Chisholm, Forman and King
January 28, 2005
When we speak of the dead, we are supposed to follow the Latin phrase “De mortuis nil nisi bonum” (”Of the dead, only good is to be said”). In the case of civil rights leaders, nice things often are said about them by people who opposed them while they were alive. Plus, the history of the civil rights struggles they participated in gets sanitized and streamlined.
Doubts, mistakes and wrong turns are overlooked or forgotten. The Civil Rights Act of 1964 or the right to vote for women, for example, is remembered by many as simply a bill signed by a president and the next logical step on a one-way road toward greater justice and human understanding.
As we celebrate Martin Luther King Jr. Day this year, we should also take a few moments to honor two civil rights pioneers who have passed away in the last month: James Forman and Shirley Chisholm. One stayed outside the system; the other became a member of Congress. Both had a role to play in translating human needs into law for African Americans and all Americans.
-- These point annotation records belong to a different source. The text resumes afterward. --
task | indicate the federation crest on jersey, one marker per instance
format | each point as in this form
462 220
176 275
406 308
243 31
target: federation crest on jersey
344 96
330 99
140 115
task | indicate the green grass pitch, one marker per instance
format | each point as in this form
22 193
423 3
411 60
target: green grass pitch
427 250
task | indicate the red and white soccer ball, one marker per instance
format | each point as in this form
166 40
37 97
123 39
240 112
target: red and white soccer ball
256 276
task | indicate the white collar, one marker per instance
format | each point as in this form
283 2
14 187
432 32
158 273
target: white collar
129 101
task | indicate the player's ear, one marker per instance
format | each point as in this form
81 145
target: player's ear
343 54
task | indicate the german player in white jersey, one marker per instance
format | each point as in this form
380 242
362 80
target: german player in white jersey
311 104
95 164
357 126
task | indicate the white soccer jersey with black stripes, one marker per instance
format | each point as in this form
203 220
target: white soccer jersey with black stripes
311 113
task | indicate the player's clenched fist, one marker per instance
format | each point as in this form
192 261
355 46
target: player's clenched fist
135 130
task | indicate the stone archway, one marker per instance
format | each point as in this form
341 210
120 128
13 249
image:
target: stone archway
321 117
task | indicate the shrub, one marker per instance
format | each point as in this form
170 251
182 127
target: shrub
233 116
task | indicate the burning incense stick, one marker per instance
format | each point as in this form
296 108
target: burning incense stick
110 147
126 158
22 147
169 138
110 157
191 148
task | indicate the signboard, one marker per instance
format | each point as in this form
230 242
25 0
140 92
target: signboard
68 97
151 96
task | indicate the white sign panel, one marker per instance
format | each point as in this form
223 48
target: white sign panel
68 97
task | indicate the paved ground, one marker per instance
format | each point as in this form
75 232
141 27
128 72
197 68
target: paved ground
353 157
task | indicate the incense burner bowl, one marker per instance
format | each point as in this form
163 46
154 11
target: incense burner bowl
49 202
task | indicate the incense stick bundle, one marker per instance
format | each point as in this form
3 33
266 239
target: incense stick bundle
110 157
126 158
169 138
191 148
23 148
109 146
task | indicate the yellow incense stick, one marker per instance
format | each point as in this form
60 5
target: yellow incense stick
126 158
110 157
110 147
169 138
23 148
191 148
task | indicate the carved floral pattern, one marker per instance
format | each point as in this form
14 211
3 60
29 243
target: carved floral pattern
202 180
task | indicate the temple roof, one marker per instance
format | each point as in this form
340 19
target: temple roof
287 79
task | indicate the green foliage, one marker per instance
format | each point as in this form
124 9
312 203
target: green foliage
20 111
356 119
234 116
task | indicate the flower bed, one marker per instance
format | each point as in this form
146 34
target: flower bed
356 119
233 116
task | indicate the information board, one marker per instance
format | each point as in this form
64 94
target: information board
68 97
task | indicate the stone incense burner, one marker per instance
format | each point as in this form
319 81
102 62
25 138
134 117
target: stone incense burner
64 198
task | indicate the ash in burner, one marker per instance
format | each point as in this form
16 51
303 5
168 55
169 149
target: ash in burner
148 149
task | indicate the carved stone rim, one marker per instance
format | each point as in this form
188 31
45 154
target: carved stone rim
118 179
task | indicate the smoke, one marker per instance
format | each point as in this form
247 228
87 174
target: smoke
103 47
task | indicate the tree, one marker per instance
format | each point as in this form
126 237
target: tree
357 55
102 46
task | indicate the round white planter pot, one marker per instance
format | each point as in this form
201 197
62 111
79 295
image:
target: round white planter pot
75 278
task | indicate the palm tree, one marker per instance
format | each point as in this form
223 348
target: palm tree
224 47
The entire nation soon will be celebrating the 40th anniversary of one of Mr. Forman’s best-known achievements: the civil rights march from Selma to Montgomery, Ala., in March 1965. Forman, who was then serving as executive secretary of the Student Nonviolent Coordinating Committee, was leading the initial march that was forced to turn back after participants were brutally attacked. Two weeks later, after national attention had brought Alabama’s systematic civil rights deprivations into the open, a broad coalition of community, church, labor and student groups and supporters from across the nation, including Dr. King, successfully completed the march to Montgomery. Five months later, President Johnson signed the Voting Rights Act of 1965, helping to safeguard the vote for African Americans and all Americans.
Aside from being a gifted community organizer, Forman was a brilliant strategist and stirring writer. The “Black Manifesto” he wrote in 1969 demanded that white churches stop benefiting from their prior affiliation with slavery. Taking over the Sunday service at New York City’s Riverside Church, he demanded half a billion dollars in reparations so that the African American community could develop the economic infrastructure it needed to end the cycle of poverty slavery had started. Many churches responded by increasing aid to the poor.
When I was helping to research the legal case for Japanese American redress in the 1970s, Forman’s concept of reparations made a lot of sense. The federal government had controlled the unjust imprisonment of 120,000 Japanese Americans behind barbed wire, so the government had a responsibility to make us whole. In our case, the logic held and justice was served because records of each incarcerated Japanese American were available. In the case of African Americans, the struggle to qualify, quantify and get past the white community’s “just get over it” mentality continues to hold back a righteous cause.
Chisholm took a different but complementary path toward helping her community as an educator and legislator. As the first African American woman to serve in Congress and the first to run for president, she was a role model for women of all backgrounds. Her slogan, “Unbossed and unbought,” reflected her determination to rise to heights commensurate with her considerable intellect and drive, no matter what party bosses or anyone else said.
The future Rep. Chisholm was born in the Bedford-Stuyvesant section of Brooklyn in 1924. Her father was a factory worker, and her mother was a seamstress and domestic worker. They sent their daughters to the Caribbean island of Barbados, where Chisholm and her sisters lived with a grandmother for 10 years.
A precocious child, she started reading and writing before kindergarten, which led to her later strong advocacy for early schooling programs. When she went on to win debating prizes at Brooklyn College, faculty mentors asked her if she had considered a career in politics.
After earning a master’s degree in elementary education at Columbia University, she headed several education-related institutions. Chisholm also started preparing for her eventual political career in a way that is instructive for Asian Pacific Americans aspiring to office. She served as a consultant to the city’s Bureau of Child Welfare for five years but also started serving as a volunteer for the Bedford-Stuyvesant Political League and the League of Women Voters.
By the time she was ready to run for the New York State Assembly in 1964, she was well-known in her community, had government credentials and was seen as someone who had “paid her dues.”
Chisholm was elected to the House of Representatives in 1968 and stayed for 14 years. She left partly to take care of her husband, who had been injured in a car accident, but she also noted that by 1982, “moderate and liberal” lawmakers were “running for cover from the new right.”
Chisholm’s life has several important messages for APAs as we move into the world of politics. In 1972, when she decided to run for president, she knew she probably could not win, but the seriousness of her quest became, in her own words, a necessary “catalyst for change.”
She also reminded us of the inferior role men have foisted on women in the world of politics. “I’ve always met more discrimination being a woman than being black,” she told The Associated Press 10 years later.
James Forman and Shirley Chisholm, like Dr. King, did more than their share of the work to bring more justice and equality to our world. While they chose different paths toward the same goal, each is deserving of our profound thanks.